ALL have seen the loving kindness of God, let all sing joyfully to the Lord (Psalm 98:1, 2-3, 3-4). Though many experience the munificence of divine goodness, not all come around to express gratitude and discover the Savior behind the miracle (Luke 17:11-19).
The Lord makes known His saving power
PSALM 98 begins with an invitation to sing praise to the Lord in celebration of the marvelous things He has done for Israel. Like a mighty warrior, His right hand and outstretched arm have brought victory. He has been challenged; His covenant relationship with His people violated. The Lord therefore manifested His saving power in a demonstration of righteousness, a vindication carried out rectifying an injustice. It was out of His faithfulness to the house of Israel and in remembrance of His steadfast love (hesed) that He has made known His saving work, as He has promised: “I hereby make a covenant. Before all your people I will perform marvels, such as have not been performed in all the Earth or in any nation, and all the people among whom you live shall see the work of the Lord” (Exodus 14:10).
Not just Israel but all the Earth is called to join in singing a new song to the Lord, because He has revealed His saving power in the sight of the nations. In coming to the aid of Israel and achieving victory, something of cosmic significance is shown: the Lord is the conqueror of the forces of chaos. God’s sweeping triumph is for all. “All the ends of the Earth have seen the salvation by our God.” That is why the scope of the praise given to God is universal: “Sing joyfully to the Lord, all you lands.”
Grateful and further rewarded
TZARA’AT or leprosy as a gradual erosion of the skin was thought by the Jews to culminate, unless healed, in the disintegration of the flesh and the ultimate escape of life. This leakage of life makes the afflicted person potentially dead and creates impurity. Such impurity must not spread to the sanctuary, hence the priests were commanded to screen the pure from the impure. If a skin lesion was tzara’at, the leprous person must stay away, and expiation prescribed. When the affliction is healed, the priests declare the person pure and purification rituals completed. The 10 lepers outside a town proper who begged for Jesus’ help in their misery somehow knew of His extraordinary power. He merely instructed them to show themselves to the priests for formal certification of what they were hoping for. As they followed His command, they were cleansed of their disease.
One of the 10, a Samaritan, realizing that he was healed and overflowing with gratitude, headed back to Jesus. This manifestation of the universality of God’s blessings of wholeness and healing, which included the despised Samaritan, underlines as well the paradox of an outsider (twice over) connecting with Jesus much better than the others from God’s own chosen people. And the evangelist pointedly contrasts the difference between being miraculously cured and being saved in finding the Savior. A responsible faith in Jesus is the context for salvation. “Go, your faith has saved you,” Jesus told the Samaritan.

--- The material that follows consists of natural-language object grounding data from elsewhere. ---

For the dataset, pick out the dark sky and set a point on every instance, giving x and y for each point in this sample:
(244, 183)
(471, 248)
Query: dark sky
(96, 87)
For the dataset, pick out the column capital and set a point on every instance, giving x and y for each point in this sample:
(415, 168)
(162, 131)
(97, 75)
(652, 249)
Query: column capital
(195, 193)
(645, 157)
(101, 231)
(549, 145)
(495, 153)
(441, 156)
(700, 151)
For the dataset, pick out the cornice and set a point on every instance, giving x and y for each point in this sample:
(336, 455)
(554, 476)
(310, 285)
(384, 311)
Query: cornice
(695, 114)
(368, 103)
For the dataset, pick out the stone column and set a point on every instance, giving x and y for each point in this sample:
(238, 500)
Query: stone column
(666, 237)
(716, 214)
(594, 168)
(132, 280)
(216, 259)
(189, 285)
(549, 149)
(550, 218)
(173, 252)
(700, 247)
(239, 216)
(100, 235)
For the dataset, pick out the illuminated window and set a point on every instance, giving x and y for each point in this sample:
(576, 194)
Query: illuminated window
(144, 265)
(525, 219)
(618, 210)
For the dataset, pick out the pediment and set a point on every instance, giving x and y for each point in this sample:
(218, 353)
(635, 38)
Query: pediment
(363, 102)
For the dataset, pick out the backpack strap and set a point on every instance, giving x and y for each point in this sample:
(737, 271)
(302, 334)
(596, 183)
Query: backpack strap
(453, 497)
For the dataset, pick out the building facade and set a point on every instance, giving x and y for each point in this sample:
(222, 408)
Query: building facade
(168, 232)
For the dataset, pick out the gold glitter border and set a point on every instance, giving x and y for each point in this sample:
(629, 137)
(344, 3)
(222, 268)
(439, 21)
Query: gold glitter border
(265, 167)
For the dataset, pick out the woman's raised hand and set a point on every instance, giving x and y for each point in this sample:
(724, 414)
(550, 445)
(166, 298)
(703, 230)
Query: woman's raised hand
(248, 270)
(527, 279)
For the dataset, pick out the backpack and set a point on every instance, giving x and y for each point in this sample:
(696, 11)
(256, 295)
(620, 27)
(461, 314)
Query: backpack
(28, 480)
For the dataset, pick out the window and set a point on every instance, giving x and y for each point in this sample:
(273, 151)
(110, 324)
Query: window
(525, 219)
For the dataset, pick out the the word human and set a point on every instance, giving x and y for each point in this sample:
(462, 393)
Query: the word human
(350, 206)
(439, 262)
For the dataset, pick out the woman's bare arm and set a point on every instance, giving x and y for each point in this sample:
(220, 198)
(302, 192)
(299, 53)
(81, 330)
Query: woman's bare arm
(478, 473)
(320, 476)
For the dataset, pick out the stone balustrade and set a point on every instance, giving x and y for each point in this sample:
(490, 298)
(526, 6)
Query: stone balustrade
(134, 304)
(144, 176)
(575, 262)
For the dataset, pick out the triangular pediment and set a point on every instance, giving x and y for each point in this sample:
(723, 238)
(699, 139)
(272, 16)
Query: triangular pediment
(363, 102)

Alálaong bagá, the Samaritan spurred by gratitude found his way back to Jesus; that is why his cure led to his being saved, to his being integrally healed body and soul. The miraculous cure was only the initial instance of a wonder; another and deeper wonder is the coming to faith in discovering the Savior, in experiencing salvation beyond a physical cure. In this world of ailments and creeping disintegration, not all are favored with relief and wondrous healing nor do all find their way to a communion with God in living faith and joyous gratitude. The ultimate grace is when as all cures fade away, as they must and eventually do, one finds the sought completeness only in God. Then we “break into song, singing praise” to our Lord forever and ever.